Coarctation of the Aorta (COA) is a congenital heart defect that means the aorta is narrower than it should be. This is a congenital heart defect that is present at birth. When the aorta narrows, less oxygen-rich blood is sent to the body. The cause of COA is unknown, but some congenital heart defects have a genetic link and may happen more often in certain families. COA may be diagnosed in infants, school-age, or teens.

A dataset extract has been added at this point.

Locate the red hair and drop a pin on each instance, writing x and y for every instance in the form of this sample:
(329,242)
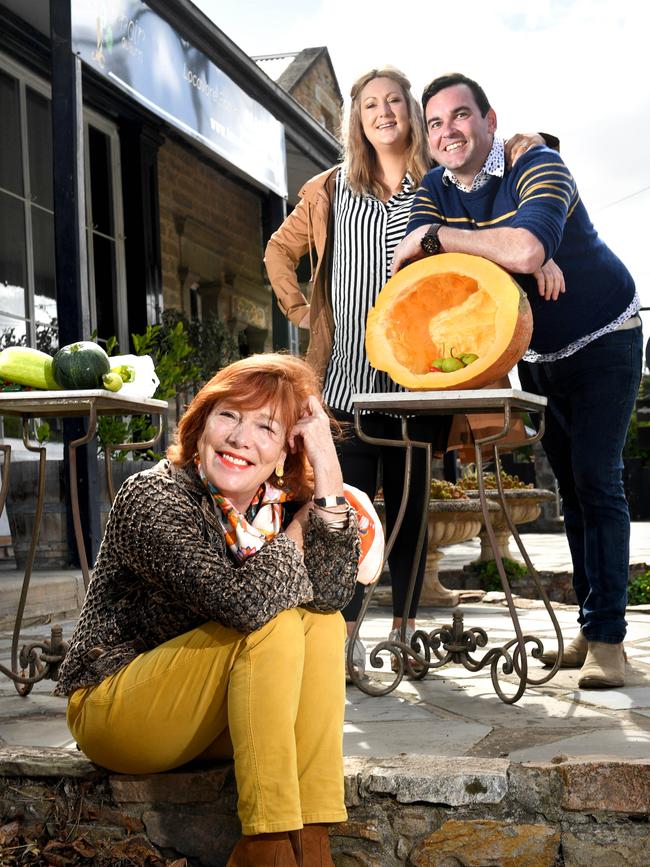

Some common symptoms of COA are:

The symptoms correlate with the amount of narrowing.

  • Irritability
  • Pale skin
  • Sweating
  • Heavy or fast breathing
  • Poor feeding or eating
  • Poor weight gain
  • Cold feet or legs 
  • Weak pulses in feet, or no pulses in feet 
  • Blood pressure in the arms is much higher than blood pressure in the legs
  • Pain in lower legs while walking


  • Chest x-ray 
    • May show an enlarged heart
  • Electrocardiogram 
    • May show abnormal arrhythmias or heart muscle damage 
  • Echocardiogram
    • The most common way to diagnose COA

Living with coarctation of the aorta:

Any child found to have COA will have the defect fixed. COA is treated by fixing the narrowing of the vessel. Commonly, COA is repair through Cardiac Catherization. During this procedure, the balloon tip of the catheter will be inflated to stretch the narrowed area. A stent may be placed to keep the area open. As the child grows, the aorta may begin to narrow again, and another procedure may need to be done. COA can also be repaired through open-heart surgery. 

After the procedure, controlling blood pressure is very important. The child may be placed on medication to help regulate their blood pressure. 

The child will require regular follow-ups with a cardiologist throughout their life. 

After repair, most children live healthy lives.